An analysis of 300 million United Kingdom Ministry of Transport test records, which tries to estimate the ‘health’ of every vehicle on UK roads between 2005 and 2022 and determine potential vehicle longevity (basically survival rates for different powertrains) has concluded that electric vehicles now match the lifespans of conventional counterparts and may even be more reliable.

This is in contrast to real-world data showing that early electric cars were far less reliable than combustion. It may be the generous government mandates and corporate subsidies that all taxpayers fund but the result is that they have demonstrated rapid improvement in reliability. Each year of production has seen a 12% lower likelihood of failure (hazard rate), compared to 6.7% for petrol and 1.9% for diesel vehicles. Obviously combustion engines have been common for over a century so they were already reliable.

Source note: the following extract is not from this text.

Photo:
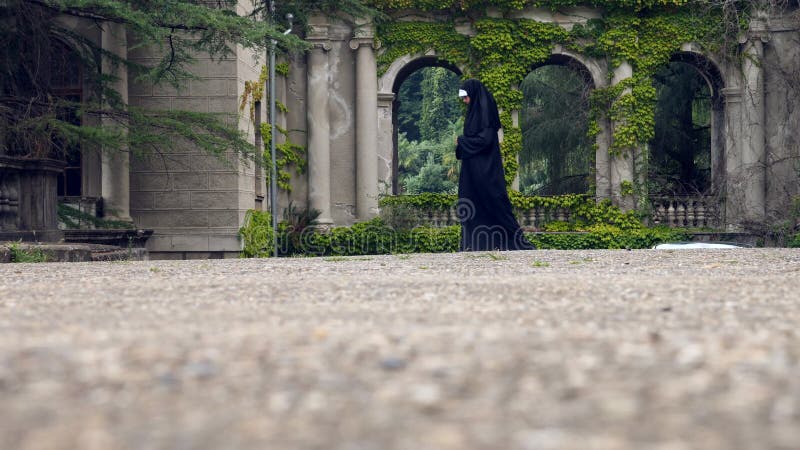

Regardless of their advocacy framing, powertrains are hard to mess up in all cars, they conclude electric cars now have a lifespan of 18.4 years and can travel up to 124,000 miles, surpassing traditional petrol cars in mileage.



Tesla leads the way

Tesla ranks first for longevity of electric cars while Audi and Skoda lead in gas and diesel.

If progress continues and government subsidizes more - Norway pays you up to $27,000 to buy an electric car, because it's more lucrative to export their oil than use it - they won't just be a niche option for the wealthy. The only concern will be range and charging time, especially in cold weather. 

If more countries begin to switch to nuclear, or at least rich ones let the 2,000,000,000 billion poor people still burning wood and dung for fuel in homes get clean coal, electricity won't be a negative for the environment, as it is now due to conventional sources needed to generate it.

With nuclear, the higher emissions from making electric cars can be offset

Trillions of dollars spent for solar and wind have shown that they are not reliable enough. They have reduced conventional energy by 0.1% after 15 years of mandates and subsidies. The US government looks to be ending its 30-year moratorium on nuclear, which will allow technological prowess to quickly roll out 4th generation nuclear that has no risk and great benefit.

If electricity is affordable, politicians won't have to force consumers into buying electric cars and companies into making them. Affordable electricity, along with reliability, will make new charging stations worthwhile and the private sector will build them.

Then entire fleets can be replaced as they reach the end of their lives.